Alexis Hunter Estate
Alexis Hunter Estate by David Bickerstaff: atomictv.com
Alexis Hunter was born in 1948 in New Zealand. She obtained an honours degree in painting and History of Art and Architecture at the Elam School of Fine Art in 1969. After travelling around Australia for a year she joined the Women's Workshop of the Artists Union in London whilst working in commercial film and animation. During the eighties she became Visiting Lecturer at the School of Visual Arts, New York and Byam Shaw in London, then Assistant Professor of Art at the University of Houston, Texas. Hunter has curated various exhibitions on painting and politics. Using London as her base, she then worked and showed internationally, including regular exhibitions at the Whitespace Gallery, New Zealand.
Alexis Hunter used photography in a distinctly powerful way, as a tool to take control of her own sexuality and buck the expected norms of society and gender stereotypes.
Through the use of series and narrative sequences she exposed the tyranny of fashion (Burning Shoe, 1977), domestic violence (Domestic Warfare, 1975), and the exploitation of women (The Model's Revenge, 1974).
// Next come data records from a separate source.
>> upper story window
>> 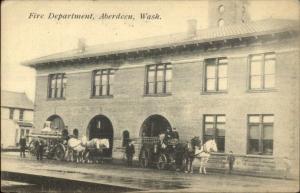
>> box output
[203,115,226,152]
[92,69,115,96]
[19,109,24,121]
[204,58,228,92]
[9,108,14,120]
[218,5,225,13]
[249,53,276,90]
[48,73,67,98]
[145,63,172,95]
[248,115,274,155]
[218,19,225,27]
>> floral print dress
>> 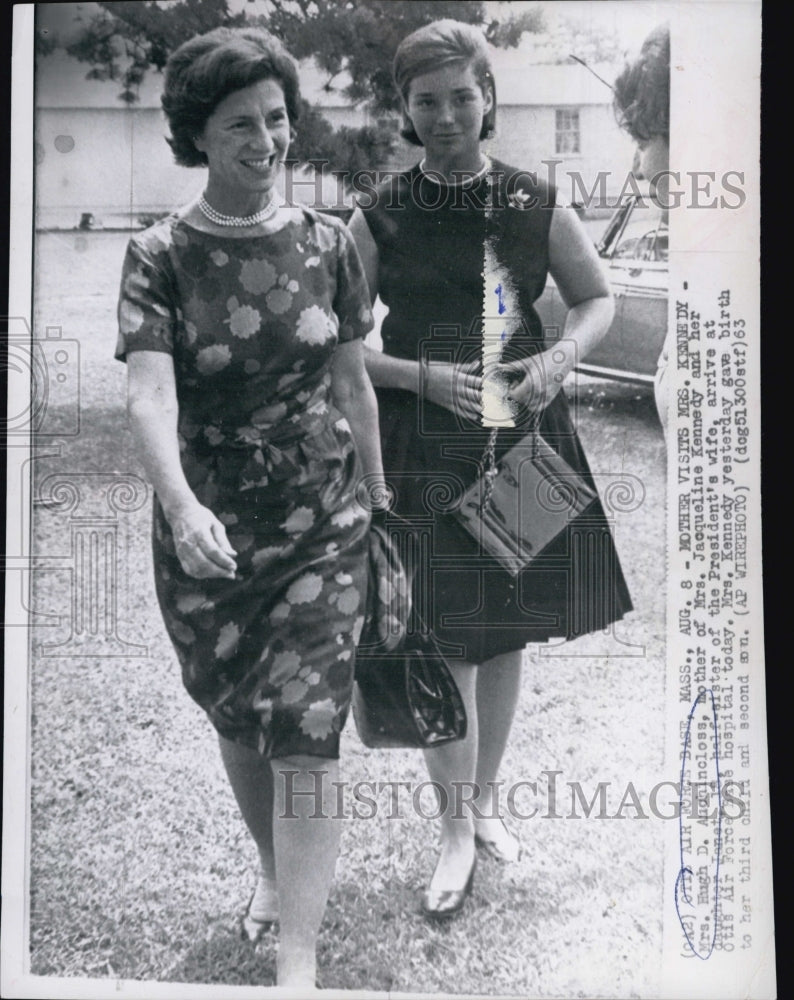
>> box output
[116,209,372,757]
Her inclusion in WACK!, the 2007 exhibition at LA MoCA, cemented her reputation as a leading feminist artist. She also had a major Survey show at Auckland Art Gallery in 1989 and a solo show at Norwich Gallery in 2006. She continued to identify and made art relevant to the problems faced by the current generation of women, specifically as related to consumerism and male/female relationships.
Hunter was an important figure in the feminist art movement in Britain and her international importance is evidenced through her inclusion in international exhibitions and her place in the permanent collections of Tate Britain, the Arts Council of Great Britain, Scottish National Gallery of Modern Art, Verbund Collection Vienna, the Imperial War Museum and many others museums worldwide.